In most E-commerce platforms, whether the displayed items trigger the user’s interest largely depends on their most eye-catching multimodal content. Consequently, increasing efforts focus on modeling multimodal user preference, and the pressing paradigm is to incorporate complete multimodal deep features of the items into the recommendation module. However, the existing studies ignore the mismatch problem between multimodal feature extraction (MFE) and user interest modeling (UIM). That is, MFE and UIM have different emphases. Specifically, MFE is migrated from and adapted to upstream tasks such as image classification. In addition, it is mainly a content-oriented and non-personalized process, while UIM, with its greater focus on understanding user interaction, is essentially a user-oriented and personalized process. Therefore, the direct incorporation of MFE into UIM for purely user-oriented tasks, tends to introduce a large number of preference-independent multimodal noise and contaminate the embedding representations in UIM.

This paper aims at solving the mismatch problem between MFE and UIM, so as to generate high-quality embedding representations and better model multimodal user preferences. Towards this end, we develop a novel model, multimodal entity graph collaborative filtering, short for MEGCF. The UIM of the proposed model captures the semantic correlation between interactions and the features obtained from MFE, thus making a better match between MFE and UIM. More precisely, semantic-rich entities are first extracted from the multimodal data, since they are more relevant to user preferences than other multimodal information.
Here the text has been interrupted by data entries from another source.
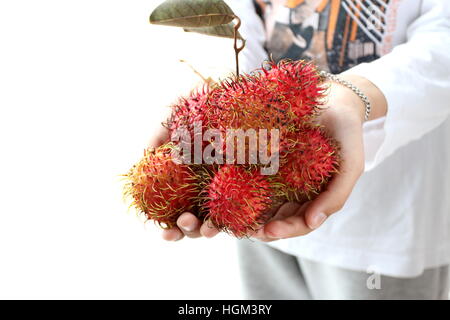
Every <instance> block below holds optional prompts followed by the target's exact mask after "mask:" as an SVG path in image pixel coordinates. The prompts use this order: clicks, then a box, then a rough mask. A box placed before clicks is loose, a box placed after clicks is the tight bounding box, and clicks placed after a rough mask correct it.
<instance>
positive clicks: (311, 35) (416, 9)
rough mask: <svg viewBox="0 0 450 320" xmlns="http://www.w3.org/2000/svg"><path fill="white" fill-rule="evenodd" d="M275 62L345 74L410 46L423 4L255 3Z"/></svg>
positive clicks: (329, 2) (382, 1) (261, 1)
mask: <svg viewBox="0 0 450 320" xmlns="http://www.w3.org/2000/svg"><path fill="white" fill-rule="evenodd" d="M255 3H256V5H257V6H259V7H260V9H261V11H262V16H263V18H264V21H265V25H266V31H267V42H266V49H267V51H268V53H269V54H270V55H271V57H272V59H273V60H275V61H279V60H280V59H286V58H287V59H294V60H297V59H306V60H313V61H314V62H315V63H316V64H317V65H318V66H319V67H320V68H321V69H324V70H328V71H331V72H332V73H340V72H343V71H345V70H347V69H349V68H351V67H352V66H355V65H357V64H359V63H362V62H370V61H372V60H375V59H377V58H379V57H380V56H382V55H384V54H386V53H389V52H390V51H391V50H392V48H393V47H394V46H395V45H397V44H400V43H402V42H405V41H406V30H407V27H408V25H409V24H410V23H411V22H412V21H413V20H414V19H415V18H416V17H417V16H418V15H419V12H420V5H421V1H420V0H371V1H370V0H367V1H364V0H255Z"/></svg>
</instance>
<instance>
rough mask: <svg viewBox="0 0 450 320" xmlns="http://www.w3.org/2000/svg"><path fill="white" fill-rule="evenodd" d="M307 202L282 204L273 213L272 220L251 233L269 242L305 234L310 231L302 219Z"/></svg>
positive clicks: (307, 204)
mask: <svg viewBox="0 0 450 320" xmlns="http://www.w3.org/2000/svg"><path fill="white" fill-rule="evenodd" d="M308 204H309V202H307V203H304V204H303V205H300V204H298V203H294V202H287V203H285V204H283V205H282V206H281V207H280V209H279V210H278V212H277V213H276V214H275V217H274V220H272V221H270V222H269V223H267V224H266V225H265V226H264V228H262V229H260V230H258V232H257V233H255V234H254V235H253V237H254V238H257V239H259V240H261V241H265V242H270V241H274V240H278V239H285V238H291V237H297V236H301V235H305V234H307V233H309V232H311V231H312V230H311V228H309V227H308V226H307V225H306V222H305V220H304V215H303V214H304V212H305V208H306V207H307V205H308Z"/></svg>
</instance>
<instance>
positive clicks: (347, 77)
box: [339, 73, 387, 120]
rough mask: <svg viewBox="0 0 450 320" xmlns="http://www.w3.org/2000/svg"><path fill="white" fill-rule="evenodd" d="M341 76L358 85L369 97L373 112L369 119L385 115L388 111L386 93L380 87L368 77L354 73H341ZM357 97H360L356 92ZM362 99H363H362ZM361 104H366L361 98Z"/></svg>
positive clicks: (371, 108) (363, 91)
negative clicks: (380, 89)
mask: <svg viewBox="0 0 450 320" xmlns="http://www.w3.org/2000/svg"><path fill="white" fill-rule="evenodd" d="M339 77H340V78H342V79H344V80H346V81H348V82H350V83H352V84H353V85H355V86H356V87H358V88H359V89H360V90H361V91H362V92H363V93H364V94H365V95H366V96H367V98H368V99H369V101H370V103H371V112H370V115H369V118H368V120H374V119H378V118H381V117H384V116H385V115H386V113H387V101H386V98H385V96H384V94H383V93H382V92H381V90H380V89H378V87H377V86H375V84H373V83H372V82H371V81H369V80H368V79H366V78H364V77H361V76H358V75H352V74H345V73H344V74H341V75H339ZM354 96H356V97H357V98H359V97H358V96H357V95H356V94H354ZM360 100H361V99H360ZM360 104H363V105H364V102H363V101H362V100H361V102H360Z"/></svg>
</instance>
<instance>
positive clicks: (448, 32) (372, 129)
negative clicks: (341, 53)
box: [346, 0, 450, 171]
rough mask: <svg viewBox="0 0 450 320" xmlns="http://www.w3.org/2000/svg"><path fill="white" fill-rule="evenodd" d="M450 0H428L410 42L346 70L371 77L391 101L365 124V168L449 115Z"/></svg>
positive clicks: (413, 24)
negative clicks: (376, 115)
mask: <svg viewBox="0 0 450 320" xmlns="http://www.w3.org/2000/svg"><path fill="white" fill-rule="evenodd" d="M449 50H450V1H443V0H434V1H432V0H428V1H427V0H424V1H423V2H422V4H421V13H420V16H419V17H418V18H417V19H416V20H415V21H414V22H413V23H412V24H411V25H410V26H409V27H408V30H407V41H406V42H405V43H404V44H401V45H398V46H396V47H395V48H394V49H393V50H392V51H391V52H390V53H388V54H386V55H384V56H383V57H381V58H379V59H377V60H375V61H373V62H370V63H363V64H360V65H358V66H356V67H353V68H351V69H349V70H348V71H346V73H351V74H358V75H361V76H363V77H365V78H367V79H368V80H370V81H372V82H373V83H374V84H375V85H376V86H377V87H378V88H379V89H380V90H381V91H382V92H383V93H384V95H385V97H386V99H387V102H388V112H387V115H386V117H384V118H381V119H377V120H374V121H369V122H367V123H366V124H365V127H364V132H365V134H364V144H365V149H366V154H365V155H366V171H369V170H371V169H373V168H375V167H376V166H377V165H378V164H380V163H381V162H382V161H384V160H385V159H386V158H387V157H389V156H390V155H392V154H393V153H394V152H396V150H398V149H399V148H401V147H403V146H405V145H407V144H408V143H410V142H412V141H414V140H417V139H420V138H421V137H422V136H424V135H425V134H427V133H428V132H430V131H432V130H433V129H435V128H437V127H438V126H439V125H440V124H441V123H443V122H444V121H445V120H446V118H447V117H448V116H449V114H450V53H449Z"/></svg>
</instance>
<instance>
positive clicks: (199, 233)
mask: <svg viewBox="0 0 450 320" xmlns="http://www.w3.org/2000/svg"><path fill="white" fill-rule="evenodd" d="M218 233H219V230H217V229H216V228H214V227H213V226H212V225H211V224H210V223H209V221H206V222H204V223H202V222H201V221H200V220H199V219H198V218H197V217H196V216H195V215H193V214H192V213H190V212H185V213H183V214H182V215H181V216H180V217H179V218H178V219H177V226H175V227H173V228H171V229H165V230H163V232H162V237H163V239H164V240H167V241H178V240H181V239H183V238H184V237H185V236H186V237H188V238H193V239H194V238H199V237H201V236H203V237H206V238H212V237H214V236H215V235H217V234H218Z"/></svg>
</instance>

These entities are then integrated into the user-item interaction graph. Afterwards, a symmetric linear Graph Convolution Network (GCN) module is constructed to perform message propagation over the graph, in order to capture both high-order semantic correlation and collaborative filtering signals. Finally, the sentiment information from the review data are used to fine-grainedly weight neighbor aggregation in the GCN, as it reflects the overall quality of the items, and therefore it is an important modality information related to user preferences. Extensive experiments demonstrate the effectiveness and rationality of MEGCF.